The other day Dot provided me a helpful lesson. She’s no longer a kitten, but that doesn’t mean I can leave my tools where I drop them. Even if I’m in the middle of working on a project or swatch and need only a moment.
Earlier this week, I dropped a ball of yarn into the carry-all tote bag I keep nearby at almost all times. Sitting to type up some notes, my belief was that I’d return to swatching the yarn in a few minutes.
While I worked at the keyboard, Dot came into the studio, jumped onto my desk, and began demanding attention (and more treats). That morning she’d nudged my hand while I was shaking treats out and had a pile — an entire day’s worth — by 9am. So while giving her some chin scritches, I asked her to wait two minutes while I finished typing and then we’d play.
To my surprise, she hopped down and I didn’t think more about it. I was delighted that a cat might actually listen to me! It sounded as if she’d found something to do, there are toys strewn everywhere so I kept typing. Only as she started to move to the door did I realize what she was playing with.
The yarn I’d dropped into the tote.

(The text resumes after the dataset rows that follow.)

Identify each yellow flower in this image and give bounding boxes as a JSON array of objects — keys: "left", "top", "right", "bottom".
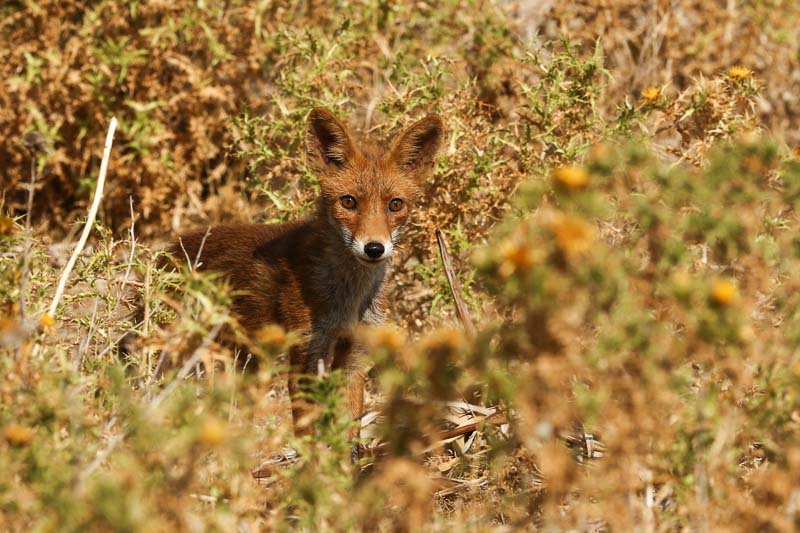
[
  {"left": 551, "top": 166, "right": 590, "bottom": 191},
  {"left": 418, "top": 328, "right": 466, "bottom": 358},
  {"left": 727, "top": 65, "right": 752, "bottom": 80},
  {"left": 710, "top": 279, "right": 738, "bottom": 306},
  {"left": 371, "top": 324, "right": 405, "bottom": 352},
  {"left": 497, "top": 239, "right": 535, "bottom": 277},
  {"left": 0, "top": 215, "right": 16, "bottom": 236},
  {"left": 4, "top": 424, "right": 34, "bottom": 446},
  {"left": 256, "top": 324, "right": 287, "bottom": 346},
  {"left": 0, "top": 315, "right": 16, "bottom": 332},
  {"left": 39, "top": 313, "right": 55, "bottom": 332},
  {"left": 197, "top": 418, "right": 226, "bottom": 447},
  {"left": 641, "top": 86, "right": 660, "bottom": 103},
  {"left": 547, "top": 213, "right": 594, "bottom": 256}
]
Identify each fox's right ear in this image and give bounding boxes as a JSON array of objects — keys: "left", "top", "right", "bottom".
[
  {"left": 306, "top": 108, "right": 356, "bottom": 173},
  {"left": 389, "top": 114, "right": 444, "bottom": 177}
]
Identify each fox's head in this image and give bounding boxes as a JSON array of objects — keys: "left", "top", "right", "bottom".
[{"left": 306, "top": 107, "right": 443, "bottom": 265}]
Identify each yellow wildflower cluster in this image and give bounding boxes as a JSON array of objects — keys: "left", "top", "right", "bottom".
[
  {"left": 0, "top": 215, "right": 16, "bottom": 236},
  {"left": 39, "top": 313, "right": 55, "bottom": 332},
  {"left": 197, "top": 418, "right": 226, "bottom": 447},
  {"left": 546, "top": 213, "right": 594, "bottom": 256},
  {"left": 497, "top": 239, "right": 536, "bottom": 277},
  {"left": 551, "top": 166, "right": 590, "bottom": 191},
  {"left": 727, "top": 65, "right": 752, "bottom": 80},
  {"left": 256, "top": 323, "right": 287, "bottom": 346},
  {"left": 710, "top": 279, "right": 738, "bottom": 306},
  {"left": 418, "top": 328, "right": 466, "bottom": 357},
  {"left": 366, "top": 324, "right": 406, "bottom": 352},
  {"left": 4, "top": 424, "right": 34, "bottom": 446},
  {"left": 641, "top": 86, "right": 660, "bottom": 103}
]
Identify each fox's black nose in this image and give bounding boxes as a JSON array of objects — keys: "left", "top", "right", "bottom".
[{"left": 364, "top": 242, "right": 385, "bottom": 259}]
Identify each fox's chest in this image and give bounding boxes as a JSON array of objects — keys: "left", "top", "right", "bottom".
[
  {"left": 319, "top": 274, "right": 382, "bottom": 328},
  {"left": 305, "top": 263, "right": 385, "bottom": 360}
]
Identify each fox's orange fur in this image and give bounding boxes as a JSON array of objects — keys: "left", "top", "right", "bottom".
[{"left": 171, "top": 108, "right": 443, "bottom": 434}]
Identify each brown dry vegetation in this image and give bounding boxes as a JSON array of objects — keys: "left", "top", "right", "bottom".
[{"left": 2, "top": 0, "right": 800, "bottom": 531}]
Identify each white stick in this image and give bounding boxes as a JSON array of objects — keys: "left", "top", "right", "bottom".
[{"left": 47, "top": 117, "right": 117, "bottom": 319}]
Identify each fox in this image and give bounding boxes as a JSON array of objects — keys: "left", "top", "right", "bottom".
[{"left": 160, "top": 107, "right": 443, "bottom": 436}]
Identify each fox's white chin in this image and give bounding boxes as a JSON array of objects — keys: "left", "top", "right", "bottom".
[{"left": 354, "top": 253, "right": 390, "bottom": 265}]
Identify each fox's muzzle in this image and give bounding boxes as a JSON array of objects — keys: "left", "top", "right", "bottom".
[{"left": 352, "top": 236, "right": 393, "bottom": 263}]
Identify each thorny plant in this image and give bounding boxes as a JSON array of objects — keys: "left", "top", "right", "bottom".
[{"left": 2, "top": 0, "right": 800, "bottom": 530}]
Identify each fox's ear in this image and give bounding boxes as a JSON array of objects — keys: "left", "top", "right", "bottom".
[
  {"left": 390, "top": 114, "right": 444, "bottom": 176},
  {"left": 306, "top": 108, "right": 356, "bottom": 173}
]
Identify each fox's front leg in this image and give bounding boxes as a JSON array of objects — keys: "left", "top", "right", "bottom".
[
  {"left": 288, "top": 333, "right": 366, "bottom": 439},
  {"left": 329, "top": 331, "right": 366, "bottom": 440},
  {"left": 287, "top": 345, "right": 316, "bottom": 437}
]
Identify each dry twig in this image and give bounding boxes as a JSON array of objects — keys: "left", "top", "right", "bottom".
[
  {"left": 47, "top": 117, "right": 118, "bottom": 320},
  {"left": 435, "top": 228, "right": 477, "bottom": 340}
]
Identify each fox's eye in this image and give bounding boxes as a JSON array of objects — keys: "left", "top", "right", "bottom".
[
  {"left": 388, "top": 198, "right": 404, "bottom": 212},
  {"left": 340, "top": 195, "right": 357, "bottom": 210}
]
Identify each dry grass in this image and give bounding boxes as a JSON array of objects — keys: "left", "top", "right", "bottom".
[{"left": 2, "top": 0, "right": 800, "bottom": 530}]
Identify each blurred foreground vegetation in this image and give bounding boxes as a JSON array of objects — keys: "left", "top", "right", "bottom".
[{"left": 2, "top": 0, "right": 800, "bottom": 530}]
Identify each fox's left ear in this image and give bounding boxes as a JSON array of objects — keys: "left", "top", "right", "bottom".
[
  {"left": 390, "top": 114, "right": 444, "bottom": 176},
  {"left": 306, "top": 107, "right": 357, "bottom": 174}
]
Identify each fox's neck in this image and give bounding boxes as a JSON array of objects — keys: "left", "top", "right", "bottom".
[{"left": 310, "top": 210, "right": 388, "bottom": 312}]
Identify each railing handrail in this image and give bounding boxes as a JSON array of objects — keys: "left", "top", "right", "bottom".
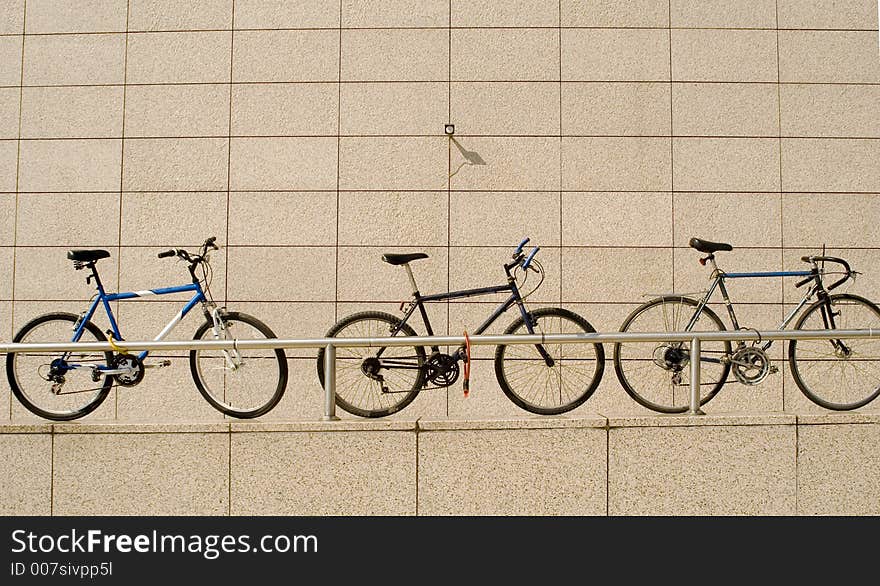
[
  {"left": 1, "top": 327, "right": 878, "bottom": 419},
  {"left": 0, "top": 327, "right": 878, "bottom": 354}
]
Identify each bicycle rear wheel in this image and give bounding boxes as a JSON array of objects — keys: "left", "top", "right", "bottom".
[
  {"left": 316, "top": 311, "right": 427, "bottom": 418},
  {"left": 613, "top": 296, "right": 731, "bottom": 413},
  {"left": 789, "top": 293, "right": 880, "bottom": 410},
  {"left": 6, "top": 312, "right": 113, "bottom": 421},
  {"left": 494, "top": 307, "right": 605, "bottom": 415},
  {"left": 190, "top": 311, "right": 288, "bottom": 419}
]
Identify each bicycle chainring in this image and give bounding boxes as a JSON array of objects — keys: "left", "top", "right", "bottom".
[
  {"left": 731, "top": 346, "right": 770, "bottom": 386},
  {"left": 112, "top": 354, "right": 145, "bottom": 387},
  {"left": 425, "top": 353, "right": 459, "bottom": 387}
]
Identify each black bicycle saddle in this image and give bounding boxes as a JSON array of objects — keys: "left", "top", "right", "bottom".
[
  {"left": 67, "top": 249, "right": 111, "bottom": 263},
  {"left": 382, "top": 253, "right": 429, "bottom": 265},
  {"left": 688, "top": 238, "right": 733, "bottom": 254}
]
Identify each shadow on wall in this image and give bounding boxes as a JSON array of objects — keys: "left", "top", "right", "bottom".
[{"left": 449, "top": 137, "right": 486, "bottom": 179}]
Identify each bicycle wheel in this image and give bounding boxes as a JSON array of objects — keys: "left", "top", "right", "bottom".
[
  {"left": 190, "top": 311, "right": 288, "bottom": 419},
  {"left": 789, "top": 293, "right": 880, "bottom": 410},
  {"left": 6, "top": 312, "right": 113, "bottom": 421},
  {"left": 316, "top": 311, "right": 427, "bottom": 418},
  {"left": 494, "top": 307, "right": 605, "bottom": 415},
  {"left": 613, "top": 296, "right": 731, "bottom": 413}
]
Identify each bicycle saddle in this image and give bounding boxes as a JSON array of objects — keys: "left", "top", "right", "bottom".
[
  {"left": 67, "top": 249, "right": 110, "bottom": 263},
  {"left": 382, "top": 253, "right": 429, "bottom": 265},
  {"left": 688, "top": 238, "right": 733, "bottom": 254}
]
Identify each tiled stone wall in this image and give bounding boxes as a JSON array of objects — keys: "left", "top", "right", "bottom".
[{"left": 1, "top": 1, "right": 878, "bottom": 422}]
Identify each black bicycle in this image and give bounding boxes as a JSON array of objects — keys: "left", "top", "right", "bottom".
[
  {"left": 317, "top": 238, "right": 605, "bottom": 418},
  {"left": 613, "top": 237, "right": 880, "bottom": 413}
]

Without any project bag to keep it safe. I laughed as I wound it up and then went in search of her for some play and attention.

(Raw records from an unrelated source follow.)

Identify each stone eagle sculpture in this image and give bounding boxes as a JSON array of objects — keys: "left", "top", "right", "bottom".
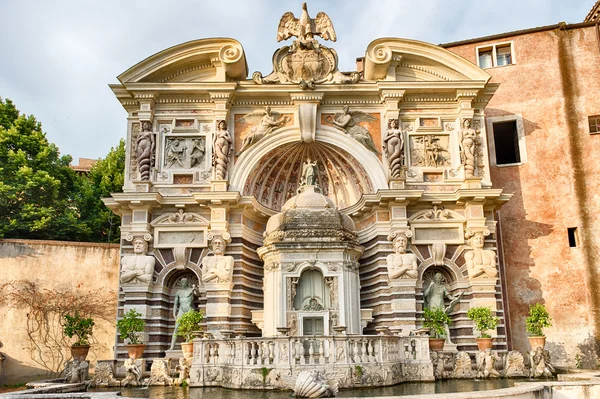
[{"left": 277, "top": 2, "right": 336, "bottom": 43}]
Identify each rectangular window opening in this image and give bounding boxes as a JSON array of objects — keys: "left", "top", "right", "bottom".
[
  {"left": 478, "top": 49, "right": 493, "bottom": 69},
  {"left": 496, "top": 45, "right": 512, "bottom": 66},
  {"left": 493, "top": 120, "right": 520, "bottom": 165},
  {"left": 568, "top": 227, "right": 578, "bottom": 248},
  {"left": 589, "top": 115, "right": 600, "bottom": 134}
]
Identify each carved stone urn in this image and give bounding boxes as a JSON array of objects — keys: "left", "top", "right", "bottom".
[{"left": 70, "top": 345, "right": 90, "bottom": 362}]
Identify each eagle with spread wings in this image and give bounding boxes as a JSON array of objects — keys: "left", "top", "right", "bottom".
[{"left": 277, "top": 2, "right": 336, "bottom": 43}]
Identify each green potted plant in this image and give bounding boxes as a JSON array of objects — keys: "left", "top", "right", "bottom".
[
  {"left": 423, "top": 307, "right": 451, "bottom": 351},
  {"left": 467, "top": 306, "right": 499, "bottom": 351},
  {"left": 63, "top": 313, "right": 94, "bottom": 361},
  {"left": 176, "top": 310, "right": 204, "bottom": 359},
  {"left": 526, "top": 303, "right": 552, "bottom": 349},
  {"left": 117, "top": 309, "right": 146, "bottom": 359}
]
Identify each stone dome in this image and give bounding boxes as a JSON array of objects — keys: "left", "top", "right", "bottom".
[{"left": 264, "top": 185, "right": 357, "bottom": 244}]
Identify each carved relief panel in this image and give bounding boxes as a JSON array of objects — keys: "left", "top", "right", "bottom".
[{"left": 156, "top": 120, "right": 213, "bottom": 183}]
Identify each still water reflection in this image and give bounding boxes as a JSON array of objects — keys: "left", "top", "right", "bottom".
[{"left": 110, "top": 379, "right": 524, "bottom": 398}]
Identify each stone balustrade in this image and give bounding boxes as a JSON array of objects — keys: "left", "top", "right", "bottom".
[{"left": 189, "top": 335, "right": 433, "bottom": 388}]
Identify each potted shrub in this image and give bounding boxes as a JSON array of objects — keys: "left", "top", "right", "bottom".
[
  {"left": 423, "top": 307, "right": 450, "bottom": 351},
  {"left": 526, "top": 303, "right": 552, "bottom": 350},
  {"left": 176, "top": 310, "right": 204, "bottom": 359},
  {"left": 117, "top": 309, "right": 146, "bottom": 359},
  {"left": 467, "top": 306, "right": 499, "bottom": 351},
  {"left": 63, "top": 313, "right": 94, "bottom": 361}
]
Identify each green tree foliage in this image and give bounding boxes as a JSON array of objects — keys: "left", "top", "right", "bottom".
[
  {"left": 76, "top": 139, "right": 125, "bottom": 242},
  {"left": 0, "top": 97, "right": 124, "bottom": 242},
  {"left": 0, "top": 98, "right": 86, "bottom": 240}
]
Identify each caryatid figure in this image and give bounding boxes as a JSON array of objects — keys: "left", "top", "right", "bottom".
[
  {"left": 464, "top": 230, "right": 498, "bottom": 279},
  {"left": 120, "top": 236, "right": 155, "bottom": 284},
  {"left": 458, "top": 118, "right": 479, "bottom": 178},
  {"left": 169, "top": 276, "right": 200, "bottom": 350},
  {"left": 383, "top": 118, "right": 404, "bottom": 178},
  {"left": 213, "top": 120, "right": 232, "bottom": 180},
  {"left": 136, "top": 121, "right": 155, "bottom": 181},
  {"left": 386, "top": 230, "right": 418, "bottom": 279},
  {"left": 201, "top": 234, "right": 234, "bottom": 283}
]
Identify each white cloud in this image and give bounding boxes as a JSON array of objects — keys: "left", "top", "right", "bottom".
[{"left": 0, "top": 0, "right": 592, "bottom": 160}]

Later that afternoon she stole another ball of yarn out of a project bag I had open right next to me while crocheting a sample. Cheeky cat!
She can be well behaved.
But it seems to mostly be when she’s asleep.
3 Rules for Crocheting with Cats
These rules apply to cats and kittens. Kittens tend to be faster. Cats tend to be sneakier. You can also peruse my tip for knitting with kittens.
1. Put your tools away.
Keep stitch markers, darning needles, and scissors in secure locations.
2. Be mindful of where your current materials are.
A wobbling ball or cake can be very tempting, as can an open project bag. Yarn tickling an ear can result in a strand of yarn being chewed.
3. Celebrate positive behavior.
If you are looking for a toy to crochet, I recommend my quick to work up toy, Tail End. It only needs about 10-12 yards of a worsted weight yarn.
Fear Free Happy Homes offers advice on helping your pets live happy, healthy, full lives. (I took their course for shelter workers & volunteers and found it very helpful and thus expect this portion of their programming to be useful too.)